10kloc
10kloc (ten thousand lines of code) è un repository di progetti che non eccedono le diecimila linee di codice. Già questo dovrebbe darvi un indizio del fatto che quello che vi troverete è più orientato ai programmatori che agli utenti finali. Se perderete un attimo a leggere il manifesto pubblicato nella home page, al di là della solita buona dose di sentenze, troverete comunque qualche spunto interessante.
Dei progetti ospitati, ho provato i due window manager, wmii e dwm
wmii
Sono da tempo un fan di window manager che abbiano una filosofia diversa rispetto ai soliti ambienti a finestre. Inoltre ho sempre cercato, per quanto possibile, di individuare quelli che, oltre ad essere leggeri, fossero anche comodi da gestire tramite tastiera.
wmii (che uso con soddisfazione da diversi mesi) ha alcune feature molto interesanti, oltre alle sopracitate caratteristiche. In primis, cerca di utilizzare i workspace in modo diverso dal solito; ai vari client (le applicazioni) possono essere applicati un numero arbitrario di tag, il che consente di raggrupparli in modo dinamico a seconda di cosa si stia facendo. Le finestre, inoltre, vengono gestite automaticamente in modo da occupare la maggior superficie disponibile sullo schermo (tiled mode), per quanto sia possibile attivare il consueto floating mode se le applicazioni che si stanno usando lo richiedono.
Altro punto a favore di wmii è quello di avere una configurazione abbastanza semplice, costituita da un unico shell script che viene eseguito in automatico all'avvio oppure manualmente ogni volta che serve riconfigurare al volo il window manager.
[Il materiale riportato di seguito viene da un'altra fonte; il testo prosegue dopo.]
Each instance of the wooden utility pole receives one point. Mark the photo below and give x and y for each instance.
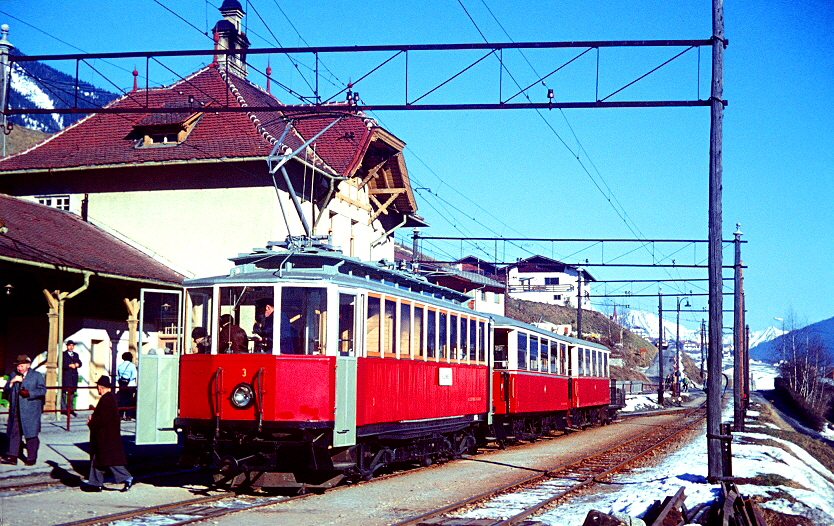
(715, 467)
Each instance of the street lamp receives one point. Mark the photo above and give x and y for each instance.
(678, 347)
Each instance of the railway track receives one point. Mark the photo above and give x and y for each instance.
(559, 483)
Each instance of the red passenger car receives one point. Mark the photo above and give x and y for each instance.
(309, 367)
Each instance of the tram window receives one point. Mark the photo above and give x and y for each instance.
(534, 353)
(419, 325)
(347, 324)
(199, 321)
(431, 334)
(242, 307)
(454, 338)
(374, 329)
(522, 351)
(390, 341)
(443, 335)
(473, 340)
(554, 357)
(303, 320)
(483, 344)
(405, 330)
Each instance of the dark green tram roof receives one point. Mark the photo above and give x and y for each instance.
(317, 264)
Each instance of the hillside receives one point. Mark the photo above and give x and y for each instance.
(769, 351)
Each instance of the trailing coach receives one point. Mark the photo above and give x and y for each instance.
(308, 367)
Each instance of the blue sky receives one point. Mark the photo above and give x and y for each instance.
(515, 173)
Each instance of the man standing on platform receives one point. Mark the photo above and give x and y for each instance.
(26, 393)
(69, 377)
(106, 450)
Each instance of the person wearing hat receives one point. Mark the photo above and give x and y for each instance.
(106, 450)
(69, 377)
(26, 393)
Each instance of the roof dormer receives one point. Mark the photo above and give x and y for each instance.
(165, 129)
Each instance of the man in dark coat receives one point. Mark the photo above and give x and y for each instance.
(26, 392)
(233, 339)
(69, 376)
(106, 450)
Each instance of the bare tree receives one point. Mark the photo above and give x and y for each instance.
(804, 362)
Facile quindi intuirne la flessibilità e altrettanto facile intuire che la configurazione può non essere banale quado si portano le personalizzazioni all'estremo.
L'intero ambiente di lavoro può anche essere controllato dinamicamente
modificando i valori presenti nel filesystem virtuale (stile /proc per
intenderci) che il window manager esporta.
Per contro, il look è abbastanza spartano e la gestione delle applicazioni che usano molte finestre non massimizzate (come Gimp) è sicuramente perfettibile.
dwm
dwm (Dynamic Window Manager) è un altro window manager molto interessante, per quanto al momento ancora un po' immaturo (siamo alla versione 0.5).
Cito dal sito:
Because dwm is customized through editing its source code, it's pointless to make binary packages of it. This keeps its userbase small and elitist. No novices asking stupid questions.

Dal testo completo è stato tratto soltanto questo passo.